This study addresses the challenge of characterizing dynamic neural representations from low signal-to-noise ratio (SNR) and spatiotemporally entangled electroencephalography (EEG) signals. We propose a novel framework integrating advanced neural decoding with temporal modeling to systematically uncover millisecond-scale dynamic encoding patterns of low-dimensional object attributes—such as shape and category—in EEG. By constructing a temporally specific decoding architecture, we precisely identify the time-resolved distribution and canonical latency profiles of conceptual representations, substantially enhancing interpretability. Experimental results demonstrate high-accuracy dynamic tracking even under low-SNR conditions, with visual stimulus decoding accuracy significantly surpassing that of conventional methods. Our work provides new empirical evidence for fine-grained temporal mechanisms underlying visual cognition and advances the development of high-temporal-resolution brain–computer interfaces and real-time visual decoding systems.

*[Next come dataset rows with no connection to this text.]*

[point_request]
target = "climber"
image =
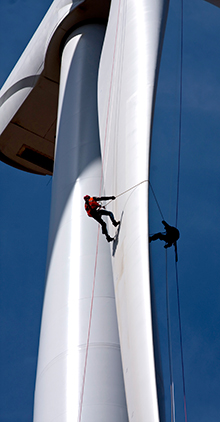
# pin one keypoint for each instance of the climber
(171, 236)
(96, 211)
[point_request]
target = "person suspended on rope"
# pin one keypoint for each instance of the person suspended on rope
(95, 210)
(170, 236)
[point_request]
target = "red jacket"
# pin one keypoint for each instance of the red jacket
(91, 205)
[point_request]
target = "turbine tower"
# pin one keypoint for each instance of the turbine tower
(79, 105)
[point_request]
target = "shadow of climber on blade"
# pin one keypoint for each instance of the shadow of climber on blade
(170, 236)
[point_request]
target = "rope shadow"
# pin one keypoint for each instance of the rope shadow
(116, 238)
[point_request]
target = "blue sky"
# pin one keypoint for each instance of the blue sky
(25, 209)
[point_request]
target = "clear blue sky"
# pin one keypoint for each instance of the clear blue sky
(25, 208)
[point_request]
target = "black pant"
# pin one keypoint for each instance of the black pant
(97, 216)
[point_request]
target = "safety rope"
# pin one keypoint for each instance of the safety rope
(170, 346)
(181, 341)
(97, 243)
(135, 186)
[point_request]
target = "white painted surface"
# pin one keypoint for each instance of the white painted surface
(126, 86)
(72, 260)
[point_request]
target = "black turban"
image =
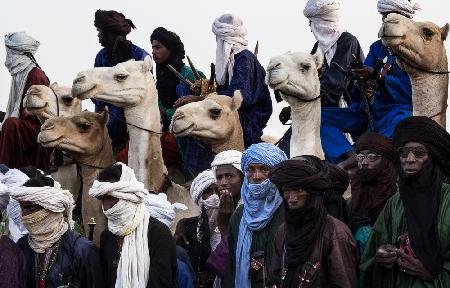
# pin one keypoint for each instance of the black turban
(429, 133)
(170, 40)
(113, 22)
(377, 143)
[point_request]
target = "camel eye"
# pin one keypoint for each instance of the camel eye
(428, 33)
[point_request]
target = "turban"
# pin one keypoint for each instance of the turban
(230, 36)
(161, 209)
(304, 172)
(427, 132)
(404, 7)
(229, 157)
(170, 40)
(113, 22)
(377, 143)
(201, 183)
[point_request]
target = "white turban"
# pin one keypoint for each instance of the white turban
(19, 65)
(230, 37)
(404, 7)
(229, 157)
(161, 209)
(325, 24)
(201, 183)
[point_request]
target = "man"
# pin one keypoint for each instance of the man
(136, 250)
(254, 224)
(113, 29)
(312, 248)
(19, 130)
(56, 255)
(168, 49)
(409, 244)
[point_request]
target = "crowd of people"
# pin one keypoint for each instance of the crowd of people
(264, 220)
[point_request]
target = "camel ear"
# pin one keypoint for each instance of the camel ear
(148, 64)
(236, 101)
(318, 58)
(444, 31)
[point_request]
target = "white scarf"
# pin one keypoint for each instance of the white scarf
(19, 65)
(230, 33)
(128, 218)
(404, 7)
(325, 24)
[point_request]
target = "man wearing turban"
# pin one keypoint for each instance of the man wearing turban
(311, 248)
(113, 29)
(409, 244)
(18, 132)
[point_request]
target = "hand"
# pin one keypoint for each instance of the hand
(285, 115)
(186, 100)
(412, 266)
(386, 256)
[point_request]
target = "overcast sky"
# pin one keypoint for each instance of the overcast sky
(69, 40)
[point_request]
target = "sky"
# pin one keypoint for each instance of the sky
(69, 40)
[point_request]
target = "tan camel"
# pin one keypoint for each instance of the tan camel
(214, 120)
(419, 49)
(130, 85)
(85, 138)
(295, 76)
(41, 101)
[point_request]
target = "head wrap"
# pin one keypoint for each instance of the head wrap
(113, 22)
(230, 37)
(229, 157)
(201, 183)
(130, 219)
(325, 24)
(260, 201)
(20, 50)
(404, 7)
(161, 209)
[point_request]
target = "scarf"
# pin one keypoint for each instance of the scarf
(128, 218)
(20, 49)
(325, 24)
(260, 201)
(404, 7)
(230, 37)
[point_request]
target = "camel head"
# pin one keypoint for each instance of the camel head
(212, 120)
(82, 135)
(295, 75)
(415, 44)
(40, 100)
(124, 85)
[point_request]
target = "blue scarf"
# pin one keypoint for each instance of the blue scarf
(260, 201)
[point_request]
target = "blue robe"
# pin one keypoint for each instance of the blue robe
(117, 130)
(256, 108)
(392, 103)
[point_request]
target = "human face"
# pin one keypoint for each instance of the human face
(368, 160)
(160, 52)
(228, 180)
(29, 208)
(296, 198)
(257, 173)
(108, 202)
(412, 157)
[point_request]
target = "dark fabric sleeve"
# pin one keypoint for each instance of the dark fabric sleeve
(163, 260)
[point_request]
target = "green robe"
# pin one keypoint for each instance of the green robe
(389, 226)
(261, 241)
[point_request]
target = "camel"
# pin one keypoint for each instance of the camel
(130, 85)
(294, 75)
(48, 102)
(214, 120)
(84, 137)
(419, 49)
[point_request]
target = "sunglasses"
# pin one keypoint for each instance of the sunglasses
(418, 152)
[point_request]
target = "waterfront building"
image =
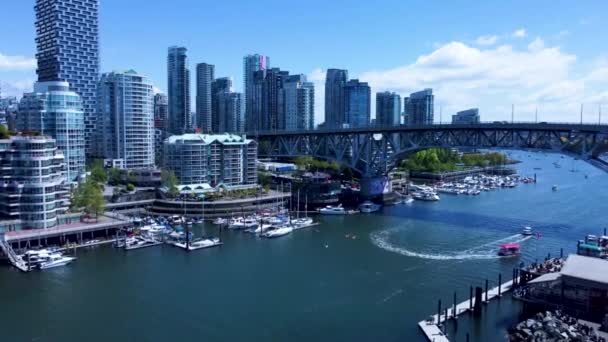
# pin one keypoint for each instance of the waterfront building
(466, 116)
(419, 107)
(230, 112)
(214, 160)
(335, 114)
(126, 114)
(357, 103)
(298, 103)
(178, 85)
(67, 49)
(251, 64)
(33, 188)
(54, 110)
(204, 79)
(219, 86)
(388, 109)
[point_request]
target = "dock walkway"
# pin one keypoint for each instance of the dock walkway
(431, 328)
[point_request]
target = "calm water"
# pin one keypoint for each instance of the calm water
(315, 284)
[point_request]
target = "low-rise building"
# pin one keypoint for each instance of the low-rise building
(218, 160)
(32, 181)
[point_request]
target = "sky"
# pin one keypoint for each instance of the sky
(545, 57)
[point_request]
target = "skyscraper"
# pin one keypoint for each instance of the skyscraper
(56, 111)
(67, 49)
(388, 109)
(126, 113)
(178, 84)
(298, 103)
(335, 114)
(204, 78)
(219, 86)
(230, 112)
(251, 64)
(419, 107)
(357, 97)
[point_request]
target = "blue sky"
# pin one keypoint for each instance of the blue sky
(550, 55)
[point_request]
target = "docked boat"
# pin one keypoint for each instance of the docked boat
(277, 232)
(332, 210)
(509, 249)
(369, 207)
(55, 260)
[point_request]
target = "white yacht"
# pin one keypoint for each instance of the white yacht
(369, 207)
(55, 260)
(332, 210)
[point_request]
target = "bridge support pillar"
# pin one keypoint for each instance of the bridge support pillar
(374, 187)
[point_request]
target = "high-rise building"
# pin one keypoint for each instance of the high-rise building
(419, 107)
(33, 187)
(204, 78)
(219, 86)
(67, 49)
(468, 116)
(388, 109)
(126, 114)
(298, 103)
(220, 159)
(56, 111)
(230, 112)
(251, 64)
(335, 113)
(178, 85)
(357, 97)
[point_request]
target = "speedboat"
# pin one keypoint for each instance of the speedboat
(55, 260)
(277, 232)
(369, 207)
(332, 210)
(509, 249)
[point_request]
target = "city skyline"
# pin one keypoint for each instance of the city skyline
(554, 65)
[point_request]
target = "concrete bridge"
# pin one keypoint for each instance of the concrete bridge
(374, 151)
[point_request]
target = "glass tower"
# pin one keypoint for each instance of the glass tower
(68, 50)
(56, 111)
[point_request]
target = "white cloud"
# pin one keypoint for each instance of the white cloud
(520, 33)
(493, 78)
(12, 63)
(486, 40)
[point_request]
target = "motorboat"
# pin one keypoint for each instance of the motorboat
(277, 232)
(55, 260)
(332, 210)
(369, 207)
(509, 249)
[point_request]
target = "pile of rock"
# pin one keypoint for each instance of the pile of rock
(553, 326)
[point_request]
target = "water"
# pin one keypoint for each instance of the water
(315, 284)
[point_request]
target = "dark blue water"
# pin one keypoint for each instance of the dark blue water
(315, 284)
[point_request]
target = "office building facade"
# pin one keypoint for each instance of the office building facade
(126, 119)
(357, 97)
(221, 159)
(335, 113)
(32, 181)
(67, 49)
(388, 109)
(252, 64)
(178, 85)
(56, 111)
(204, 78)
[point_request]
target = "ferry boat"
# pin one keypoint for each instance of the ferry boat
(509, 249)
(55, 260)
(369, 207)
(332, 210)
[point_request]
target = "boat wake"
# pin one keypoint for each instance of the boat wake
(485, 251)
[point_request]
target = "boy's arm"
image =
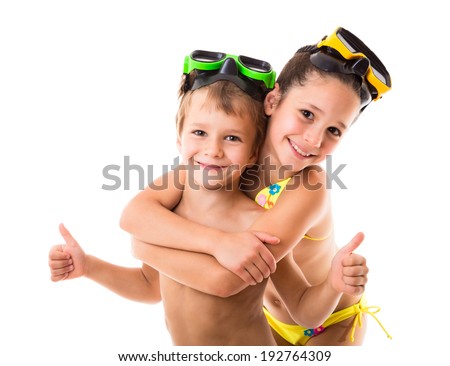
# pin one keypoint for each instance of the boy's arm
(148, 217)
(199, 271)
(68, 261)
(309, 305)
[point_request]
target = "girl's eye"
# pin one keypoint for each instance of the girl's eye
(335, 131)
(233, 138)
(307, 114)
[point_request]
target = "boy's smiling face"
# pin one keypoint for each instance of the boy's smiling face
(217, 146)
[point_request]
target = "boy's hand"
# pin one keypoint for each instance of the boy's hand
(246, 255)
(349, 270)
(66, 261)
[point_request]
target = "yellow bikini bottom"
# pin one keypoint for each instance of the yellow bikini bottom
(298, 335)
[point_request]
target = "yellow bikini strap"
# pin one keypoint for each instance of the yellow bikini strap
(371, 310)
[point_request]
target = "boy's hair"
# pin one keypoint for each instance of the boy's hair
(229, 98)
(298, 69)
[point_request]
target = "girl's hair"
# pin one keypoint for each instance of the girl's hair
(299, 68)
(229, 98)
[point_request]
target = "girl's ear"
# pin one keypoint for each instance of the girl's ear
(271, 100)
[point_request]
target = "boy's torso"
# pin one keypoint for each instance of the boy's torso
(197, 318)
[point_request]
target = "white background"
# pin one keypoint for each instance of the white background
(85, 83)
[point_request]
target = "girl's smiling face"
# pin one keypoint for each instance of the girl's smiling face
(309, 121)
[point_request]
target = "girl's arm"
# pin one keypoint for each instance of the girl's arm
(148, 217)
(68, 261)
(199, 271)
(309, 305)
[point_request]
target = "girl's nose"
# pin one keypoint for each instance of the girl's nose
(313, 136)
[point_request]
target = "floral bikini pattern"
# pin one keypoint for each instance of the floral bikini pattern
(268, 196)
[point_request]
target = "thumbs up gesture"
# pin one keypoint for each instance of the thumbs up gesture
(348, 272)
(66, 261)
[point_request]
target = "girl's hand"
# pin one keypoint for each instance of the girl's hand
(67, 261)
(349, 270)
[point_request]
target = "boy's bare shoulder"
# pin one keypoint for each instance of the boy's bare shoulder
(248, 210)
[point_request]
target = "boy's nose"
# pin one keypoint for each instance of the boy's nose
(214, 149)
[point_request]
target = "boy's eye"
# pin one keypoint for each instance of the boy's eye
(199, 133)
(335, 131)
(233, 138)
(307, 114)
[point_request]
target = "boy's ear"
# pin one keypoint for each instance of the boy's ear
(271, 100)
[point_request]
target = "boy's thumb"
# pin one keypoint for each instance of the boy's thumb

Understanding how the human brain encodes and processes external visual stimuli has been a fundamental challenge in neuroscience. With advancements in artificial intelligence, sophisticated visual decoding architectures have achieved remarkable success in fMRI research, enabling more precise and fine-grained spatial concept localization. This has provided new tools for exploring the spatial representation of concepts in the brain. However, despite the millisecond-scale temporal resolution of EEG, which offers unparalleled advantages in tracking the dynamic evolution of cognitive processes, the temporal dynamics of neural representations based on EEG remain underexplored. This is primarily due to EEG's inherently low signal-to-noise ratio and its complex spatiotemporal coupling characteristics. To bridge this research gap, we propose a novel approach that integrates advanced neural decoding algorithms to systematically investigate how low-dimensional object properties are temporally encoded in EEG signals. We are the first to attempt to identify the specificity and prototypical temporal characteristics of concepts within temporal distributions. Our framework not only enhances the interpretability of neural representations but also provides new insights into visual decoding in brain-computer interfaces (BCI).